Below is just a snapshot of what some disabled people in Trinidad and Tobago have experienced:
Joyce a 21 year old with severe physical impairments was plied with alcohol and raped by a neighbour. The police officers refused to take further action because according to them “she can’t understand what happen to she, she retarded.” The only villager to chastise the perpetrator was Simon the parent of a disabled son.
Four siblings who had been raped were taken into a home for displaced youngsters. The matron found the 13 year old masturbating and relayed that she “beat the nastiness out of him and send him to bed without food as punishment.”
Carol’s family take her to weekly prayers. The Pastor squeezes her breasts and genital area because he believes she has a sex demon.
So who are the abusers? Perpetrators are people we know and trust, they live in and amongst us, are the people we work and socialise with – according to the Out of the Shadows 2011 Report, 97% to 99% of victims know their perpetrators.
The consequences of sexual exploitation range from unwanted pregnancies, to emotional distress leading to misuse of drink or drugs, destructive behaviours and suicide. It carries a degree of shame and guilt where some victims believe that they may have enjoyed the experience thus creating mistrust and in some instances destroys families. As a result, it is clear that more needs to be done to safeguard, protect, educate and support disabled people.

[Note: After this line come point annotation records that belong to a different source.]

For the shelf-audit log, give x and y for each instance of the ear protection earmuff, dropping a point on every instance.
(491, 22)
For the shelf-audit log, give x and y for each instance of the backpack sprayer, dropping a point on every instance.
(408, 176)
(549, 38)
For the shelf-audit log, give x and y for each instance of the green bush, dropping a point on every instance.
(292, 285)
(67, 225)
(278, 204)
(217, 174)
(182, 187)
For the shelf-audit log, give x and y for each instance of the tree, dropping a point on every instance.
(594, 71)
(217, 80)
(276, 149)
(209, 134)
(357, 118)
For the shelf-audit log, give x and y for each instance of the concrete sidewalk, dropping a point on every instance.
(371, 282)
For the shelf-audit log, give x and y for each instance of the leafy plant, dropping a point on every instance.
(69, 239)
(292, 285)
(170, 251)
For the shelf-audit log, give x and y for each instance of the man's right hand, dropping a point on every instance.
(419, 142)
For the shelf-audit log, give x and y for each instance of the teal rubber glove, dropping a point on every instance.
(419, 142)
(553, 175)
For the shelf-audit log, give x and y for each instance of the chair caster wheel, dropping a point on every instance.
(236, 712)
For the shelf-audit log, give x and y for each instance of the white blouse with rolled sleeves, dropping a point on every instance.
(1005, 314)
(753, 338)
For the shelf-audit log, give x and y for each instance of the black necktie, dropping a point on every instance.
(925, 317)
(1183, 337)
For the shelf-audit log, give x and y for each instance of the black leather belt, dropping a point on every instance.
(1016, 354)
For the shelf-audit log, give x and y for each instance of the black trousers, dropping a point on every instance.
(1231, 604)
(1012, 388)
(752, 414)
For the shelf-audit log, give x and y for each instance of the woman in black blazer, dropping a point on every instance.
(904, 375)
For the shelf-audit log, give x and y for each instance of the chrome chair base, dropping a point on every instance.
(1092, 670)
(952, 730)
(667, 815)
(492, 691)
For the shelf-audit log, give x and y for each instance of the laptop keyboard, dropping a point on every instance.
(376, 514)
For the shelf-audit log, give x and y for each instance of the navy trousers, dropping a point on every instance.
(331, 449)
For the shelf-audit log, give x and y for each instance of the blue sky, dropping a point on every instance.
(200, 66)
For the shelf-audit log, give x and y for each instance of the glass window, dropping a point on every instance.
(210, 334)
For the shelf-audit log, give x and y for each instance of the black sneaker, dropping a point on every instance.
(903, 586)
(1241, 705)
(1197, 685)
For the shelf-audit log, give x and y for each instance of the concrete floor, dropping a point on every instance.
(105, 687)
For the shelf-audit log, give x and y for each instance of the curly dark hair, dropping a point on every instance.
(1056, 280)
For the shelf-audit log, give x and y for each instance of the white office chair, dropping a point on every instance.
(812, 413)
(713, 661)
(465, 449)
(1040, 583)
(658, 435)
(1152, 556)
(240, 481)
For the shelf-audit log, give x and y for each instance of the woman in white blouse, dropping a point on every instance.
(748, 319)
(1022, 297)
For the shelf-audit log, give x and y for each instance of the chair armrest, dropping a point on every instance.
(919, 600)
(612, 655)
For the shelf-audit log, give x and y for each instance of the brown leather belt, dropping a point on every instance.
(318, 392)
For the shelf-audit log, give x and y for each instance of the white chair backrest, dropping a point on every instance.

But try as we might, resisting the conversations only increases the vulnerability of our disabled population. Although Trinidad and Tobago is intending to ratify the UNCRDP shortly there needs to be widespread awareness raising in all sectors and robust sex education for the entire population that addresses gender stereotypes, cultural sexualisation leading to a cultural change that develops and promotes positive healthy sexual behaviours.
One perpetrator said he took advantage of the victim’s lack of mobility demonstrating that the sexual exploitation is also about vulnerability and opportunity. These can be done hand in hand with a number of risk reduction measures while simultaneously addressing the social ills that are harbouring the perpetrators.
Disability sexuality should be a specific theme within overall sex education, disability strategies, and crime and violence prevention processes together as part of a multi-partnership approach to the social and structural barriers that prevent disabled people from accessing services. There needs to be investment in accessible services that responds to the needs of disabled people, that includes quality sexual health care in accessible formats – easy to read, simple English, large print, electronic text, braille – and the needs of disabled people ought to be catered for in HIV/AIDS systems. There should also be independent scrutiny of social care institutional settings and robust reporting frameworks that ensure justice will be exercised and hefty sanctions imposed.
On a more individual level here are a few tips:
Be mindful of one’s own sexual behaviours. A group of adult women were seen gyrating on a young teenager while others laughed and joked about it.
Look, listen and take action.
Encourage consent and feelings of discomfort conversations about the body and touch, remembering the mouth is also an orifice for sexual abuse.
Do not compromise freedom and sexual autonomy but encourage safe, healthy consensual relationships and allow opportunities to share experiences.
This is a modified version of a paper presented by Dr Yansie Rolston at a conference hosted by The UWI Network and Outreach for Disability Education and Sensitization (NODES) and the Disability Studies Unit (DSU), UWI, St Augustine on April 23 and 24, 2015. The conference theme was “Towards Social Integration: Rights, Roles, Recognition of Persons with Disabilities.”